Loomis seemed to be nodding off. No, merely thinking; he suddenly asked, “He’s taken your place, then?”

“Hardly. They do fuck, which I never did with Eric. On your recommendation, remember? They are together a lot. Alana says it won’t last.”

“What else do you know about this economic council front?”

That was out of left field. Noel had to think how to answer.

“They were all out in some Midwest town a few weeks ago. Then last week Eric got a call that really pleased him. They’d gotten a few antidiscrimination laws passed. I could get you the details.”

“Where in the Midwest?”

“Kansas. Minnesota. Another state, too.”

Noel had specified this, to show Loomis there was nothing illegal involved in what Redfern’s group was doing, and to show that it wasn’t, as Loomis called it, a front, but instead a moneyed, respectable legislative lobby group.

“And nothing else?” the Fisherman asked, unimpressed.

“Nothing but the rush home last night. It seems your men were too visible. I even saw them follow me from the villa during the day.” That was a lie, but it would help dig into Loomis’s mind how stupid he’d been about it.

“It’s a bad spot to observe,” was all he replied.

“He’s jammed the phone out there, too; he told me.”
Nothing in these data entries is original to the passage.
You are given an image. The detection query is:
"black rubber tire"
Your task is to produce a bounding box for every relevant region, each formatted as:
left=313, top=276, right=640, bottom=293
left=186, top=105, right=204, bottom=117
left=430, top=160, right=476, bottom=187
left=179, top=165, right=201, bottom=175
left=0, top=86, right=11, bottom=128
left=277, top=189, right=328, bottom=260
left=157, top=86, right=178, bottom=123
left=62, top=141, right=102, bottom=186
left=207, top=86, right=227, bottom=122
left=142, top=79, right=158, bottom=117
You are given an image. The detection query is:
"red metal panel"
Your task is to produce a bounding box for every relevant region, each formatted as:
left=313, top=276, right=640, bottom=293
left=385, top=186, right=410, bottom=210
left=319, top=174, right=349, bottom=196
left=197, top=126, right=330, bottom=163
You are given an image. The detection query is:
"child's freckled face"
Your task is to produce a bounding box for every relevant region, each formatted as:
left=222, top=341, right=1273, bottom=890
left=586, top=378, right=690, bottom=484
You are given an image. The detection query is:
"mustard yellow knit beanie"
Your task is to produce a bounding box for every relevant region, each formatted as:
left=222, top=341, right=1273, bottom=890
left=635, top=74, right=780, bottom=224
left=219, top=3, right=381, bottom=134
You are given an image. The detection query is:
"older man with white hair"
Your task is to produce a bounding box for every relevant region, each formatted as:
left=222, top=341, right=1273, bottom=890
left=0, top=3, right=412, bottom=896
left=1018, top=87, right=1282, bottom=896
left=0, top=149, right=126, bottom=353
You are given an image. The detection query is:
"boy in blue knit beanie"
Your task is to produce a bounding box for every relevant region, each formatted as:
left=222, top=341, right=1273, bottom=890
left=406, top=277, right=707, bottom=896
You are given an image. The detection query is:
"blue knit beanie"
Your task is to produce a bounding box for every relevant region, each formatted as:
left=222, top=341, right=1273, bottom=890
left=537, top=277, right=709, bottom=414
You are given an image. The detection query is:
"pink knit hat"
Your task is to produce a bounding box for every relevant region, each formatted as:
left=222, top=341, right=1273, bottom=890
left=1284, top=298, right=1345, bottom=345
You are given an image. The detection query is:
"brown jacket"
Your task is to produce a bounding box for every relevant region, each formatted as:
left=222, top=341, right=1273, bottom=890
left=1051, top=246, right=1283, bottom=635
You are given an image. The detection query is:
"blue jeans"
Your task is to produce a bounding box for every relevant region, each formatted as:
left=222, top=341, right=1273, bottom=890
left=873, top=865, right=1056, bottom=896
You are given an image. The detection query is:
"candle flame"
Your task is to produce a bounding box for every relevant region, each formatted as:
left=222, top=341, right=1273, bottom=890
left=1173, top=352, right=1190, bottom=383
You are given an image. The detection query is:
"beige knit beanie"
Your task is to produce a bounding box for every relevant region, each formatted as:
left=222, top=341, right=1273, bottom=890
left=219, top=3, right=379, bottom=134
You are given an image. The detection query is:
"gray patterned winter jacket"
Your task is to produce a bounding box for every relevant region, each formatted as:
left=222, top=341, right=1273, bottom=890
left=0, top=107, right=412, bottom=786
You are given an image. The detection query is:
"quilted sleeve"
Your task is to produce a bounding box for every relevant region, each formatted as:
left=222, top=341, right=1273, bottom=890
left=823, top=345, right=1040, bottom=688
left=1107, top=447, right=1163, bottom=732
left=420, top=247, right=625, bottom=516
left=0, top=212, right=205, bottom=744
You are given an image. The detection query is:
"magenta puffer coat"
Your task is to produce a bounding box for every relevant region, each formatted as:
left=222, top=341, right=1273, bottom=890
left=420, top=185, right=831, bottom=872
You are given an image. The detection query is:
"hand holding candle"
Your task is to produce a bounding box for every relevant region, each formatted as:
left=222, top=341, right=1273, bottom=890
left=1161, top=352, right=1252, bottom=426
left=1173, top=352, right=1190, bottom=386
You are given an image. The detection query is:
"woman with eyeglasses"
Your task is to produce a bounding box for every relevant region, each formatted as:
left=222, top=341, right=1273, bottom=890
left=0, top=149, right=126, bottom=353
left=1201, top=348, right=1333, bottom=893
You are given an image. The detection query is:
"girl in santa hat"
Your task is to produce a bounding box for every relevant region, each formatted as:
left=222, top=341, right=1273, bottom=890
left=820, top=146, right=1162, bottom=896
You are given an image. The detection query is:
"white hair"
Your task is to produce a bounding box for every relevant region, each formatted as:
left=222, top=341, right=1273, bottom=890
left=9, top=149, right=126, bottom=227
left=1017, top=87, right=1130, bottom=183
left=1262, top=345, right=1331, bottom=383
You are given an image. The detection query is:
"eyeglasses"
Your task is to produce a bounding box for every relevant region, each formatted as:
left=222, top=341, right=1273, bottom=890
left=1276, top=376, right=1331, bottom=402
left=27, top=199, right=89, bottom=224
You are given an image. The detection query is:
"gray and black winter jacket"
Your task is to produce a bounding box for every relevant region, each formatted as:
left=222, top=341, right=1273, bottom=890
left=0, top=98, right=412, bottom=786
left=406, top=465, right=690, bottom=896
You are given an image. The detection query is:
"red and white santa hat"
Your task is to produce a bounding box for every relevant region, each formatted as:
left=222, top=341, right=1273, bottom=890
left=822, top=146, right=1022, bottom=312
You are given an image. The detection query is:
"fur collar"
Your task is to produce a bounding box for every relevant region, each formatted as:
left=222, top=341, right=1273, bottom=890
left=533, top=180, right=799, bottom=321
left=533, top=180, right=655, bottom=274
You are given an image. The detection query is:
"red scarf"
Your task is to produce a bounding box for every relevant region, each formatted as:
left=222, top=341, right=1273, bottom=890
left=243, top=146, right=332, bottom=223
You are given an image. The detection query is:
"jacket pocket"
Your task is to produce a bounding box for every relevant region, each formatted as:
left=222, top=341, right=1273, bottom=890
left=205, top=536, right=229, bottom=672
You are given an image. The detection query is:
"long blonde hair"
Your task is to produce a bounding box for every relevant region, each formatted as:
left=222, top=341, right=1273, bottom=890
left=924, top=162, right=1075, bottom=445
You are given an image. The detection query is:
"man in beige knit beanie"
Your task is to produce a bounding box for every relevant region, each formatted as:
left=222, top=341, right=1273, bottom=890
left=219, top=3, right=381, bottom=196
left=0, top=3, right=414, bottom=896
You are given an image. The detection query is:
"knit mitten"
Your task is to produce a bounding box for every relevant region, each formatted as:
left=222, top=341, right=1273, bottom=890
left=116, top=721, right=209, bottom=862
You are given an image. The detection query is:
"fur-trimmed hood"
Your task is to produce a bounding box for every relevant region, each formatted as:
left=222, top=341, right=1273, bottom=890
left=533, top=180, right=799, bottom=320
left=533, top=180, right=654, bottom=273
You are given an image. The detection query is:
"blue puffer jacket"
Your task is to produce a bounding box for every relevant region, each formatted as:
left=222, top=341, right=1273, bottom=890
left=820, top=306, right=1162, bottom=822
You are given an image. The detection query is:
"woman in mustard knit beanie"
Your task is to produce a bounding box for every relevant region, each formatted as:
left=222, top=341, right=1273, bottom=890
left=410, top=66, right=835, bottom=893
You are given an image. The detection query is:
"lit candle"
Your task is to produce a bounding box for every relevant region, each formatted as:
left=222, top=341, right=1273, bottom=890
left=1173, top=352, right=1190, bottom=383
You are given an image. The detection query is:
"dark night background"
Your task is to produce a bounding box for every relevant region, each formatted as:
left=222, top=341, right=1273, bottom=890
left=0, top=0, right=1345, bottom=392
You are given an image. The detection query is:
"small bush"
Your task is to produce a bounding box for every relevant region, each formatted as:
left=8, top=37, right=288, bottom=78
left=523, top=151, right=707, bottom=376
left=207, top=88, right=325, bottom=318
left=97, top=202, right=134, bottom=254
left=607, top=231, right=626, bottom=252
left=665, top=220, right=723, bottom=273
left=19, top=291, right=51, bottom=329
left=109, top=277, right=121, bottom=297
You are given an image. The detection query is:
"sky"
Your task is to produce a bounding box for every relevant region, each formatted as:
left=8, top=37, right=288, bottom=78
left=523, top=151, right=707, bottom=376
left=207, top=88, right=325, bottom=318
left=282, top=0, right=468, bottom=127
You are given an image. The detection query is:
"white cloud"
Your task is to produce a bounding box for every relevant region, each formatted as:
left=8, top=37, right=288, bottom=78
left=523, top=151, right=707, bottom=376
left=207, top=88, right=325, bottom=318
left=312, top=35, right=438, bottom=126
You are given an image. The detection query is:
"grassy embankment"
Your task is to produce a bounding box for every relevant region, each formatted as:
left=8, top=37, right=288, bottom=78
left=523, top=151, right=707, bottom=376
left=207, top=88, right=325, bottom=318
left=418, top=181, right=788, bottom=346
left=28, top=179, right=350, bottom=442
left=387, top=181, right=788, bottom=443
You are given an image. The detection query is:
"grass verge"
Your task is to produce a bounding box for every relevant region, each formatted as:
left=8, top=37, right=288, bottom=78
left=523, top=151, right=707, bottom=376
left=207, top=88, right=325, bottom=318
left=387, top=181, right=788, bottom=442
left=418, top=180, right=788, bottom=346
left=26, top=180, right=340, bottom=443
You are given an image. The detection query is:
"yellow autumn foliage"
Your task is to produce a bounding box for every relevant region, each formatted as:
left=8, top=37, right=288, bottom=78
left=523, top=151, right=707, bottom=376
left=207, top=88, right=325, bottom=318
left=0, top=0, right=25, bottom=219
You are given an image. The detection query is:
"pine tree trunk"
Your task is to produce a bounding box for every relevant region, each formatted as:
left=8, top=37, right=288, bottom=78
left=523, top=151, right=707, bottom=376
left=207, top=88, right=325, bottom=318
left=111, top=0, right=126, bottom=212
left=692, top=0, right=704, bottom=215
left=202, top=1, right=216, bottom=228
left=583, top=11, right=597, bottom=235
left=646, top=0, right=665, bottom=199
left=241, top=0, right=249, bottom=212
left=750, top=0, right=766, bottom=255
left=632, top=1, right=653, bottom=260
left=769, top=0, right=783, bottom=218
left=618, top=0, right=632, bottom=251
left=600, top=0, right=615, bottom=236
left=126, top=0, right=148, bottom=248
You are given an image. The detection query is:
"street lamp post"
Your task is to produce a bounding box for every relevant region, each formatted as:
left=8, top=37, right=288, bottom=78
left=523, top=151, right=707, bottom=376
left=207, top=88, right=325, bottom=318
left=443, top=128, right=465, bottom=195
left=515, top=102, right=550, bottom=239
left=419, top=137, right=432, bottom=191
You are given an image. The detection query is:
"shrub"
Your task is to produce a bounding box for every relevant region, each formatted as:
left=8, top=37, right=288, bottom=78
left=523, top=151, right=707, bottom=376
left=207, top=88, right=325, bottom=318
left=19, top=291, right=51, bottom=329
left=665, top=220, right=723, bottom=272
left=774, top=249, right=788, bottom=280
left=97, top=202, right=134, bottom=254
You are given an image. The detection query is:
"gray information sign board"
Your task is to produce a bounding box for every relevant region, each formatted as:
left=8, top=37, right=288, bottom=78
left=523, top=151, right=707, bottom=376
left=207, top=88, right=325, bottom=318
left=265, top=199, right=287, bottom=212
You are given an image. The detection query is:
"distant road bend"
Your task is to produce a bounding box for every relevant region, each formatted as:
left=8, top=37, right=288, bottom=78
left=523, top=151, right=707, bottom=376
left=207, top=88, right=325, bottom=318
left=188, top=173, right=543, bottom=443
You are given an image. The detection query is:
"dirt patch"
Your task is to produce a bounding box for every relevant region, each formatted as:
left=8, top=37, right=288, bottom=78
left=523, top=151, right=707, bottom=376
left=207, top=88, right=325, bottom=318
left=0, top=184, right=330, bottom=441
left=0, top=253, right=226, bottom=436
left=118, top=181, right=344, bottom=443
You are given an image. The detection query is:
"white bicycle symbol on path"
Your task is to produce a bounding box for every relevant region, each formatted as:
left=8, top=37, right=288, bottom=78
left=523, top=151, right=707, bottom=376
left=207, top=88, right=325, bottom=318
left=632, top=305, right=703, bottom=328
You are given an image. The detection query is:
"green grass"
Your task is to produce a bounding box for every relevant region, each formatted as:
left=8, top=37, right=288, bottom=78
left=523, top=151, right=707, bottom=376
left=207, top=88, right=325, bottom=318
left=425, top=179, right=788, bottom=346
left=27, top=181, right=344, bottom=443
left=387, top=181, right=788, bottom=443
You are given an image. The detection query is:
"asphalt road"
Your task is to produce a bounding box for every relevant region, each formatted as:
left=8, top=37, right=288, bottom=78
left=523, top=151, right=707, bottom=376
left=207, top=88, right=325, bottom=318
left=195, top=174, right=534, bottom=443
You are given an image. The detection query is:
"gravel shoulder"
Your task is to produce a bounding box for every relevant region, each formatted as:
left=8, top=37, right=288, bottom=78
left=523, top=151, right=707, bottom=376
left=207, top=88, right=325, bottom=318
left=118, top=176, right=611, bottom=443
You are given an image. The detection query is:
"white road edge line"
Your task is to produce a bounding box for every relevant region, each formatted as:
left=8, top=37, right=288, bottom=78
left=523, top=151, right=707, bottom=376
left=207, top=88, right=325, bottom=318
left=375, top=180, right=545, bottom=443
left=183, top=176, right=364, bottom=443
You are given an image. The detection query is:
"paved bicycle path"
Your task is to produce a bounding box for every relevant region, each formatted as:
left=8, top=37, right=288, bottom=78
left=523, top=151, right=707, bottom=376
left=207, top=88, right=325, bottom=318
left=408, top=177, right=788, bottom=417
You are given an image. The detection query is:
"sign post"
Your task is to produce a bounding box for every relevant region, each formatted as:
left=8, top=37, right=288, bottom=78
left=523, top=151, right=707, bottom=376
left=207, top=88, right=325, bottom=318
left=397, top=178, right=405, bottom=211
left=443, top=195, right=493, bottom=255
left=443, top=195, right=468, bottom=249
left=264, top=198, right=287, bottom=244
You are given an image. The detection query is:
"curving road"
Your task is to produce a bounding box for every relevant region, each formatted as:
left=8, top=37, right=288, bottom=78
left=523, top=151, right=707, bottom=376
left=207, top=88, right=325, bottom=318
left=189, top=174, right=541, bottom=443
“We’re working on countering that. So far nothing works.”

“Well, you’re getting him real paranoid. Lay low for a while, will you? It’s getting hot in there.”

“It’s not just us. It’s Vega you ought to blame. He’s the one making trouble.”

“Why? What’s he doing?”

“I told you already,” Loomis said indignantly. “He’s fooling around. Now let’s get back to business. I want a message from you every two days at least while you’re in the town house. Early morning and late evening are best. My men will be least noticeable then. Report anything and everything. And continue to be careful. I don’t mind if he is getting scared. The more frightened, the sooner he’ll make a real slip and that’s when we go in and nab him.”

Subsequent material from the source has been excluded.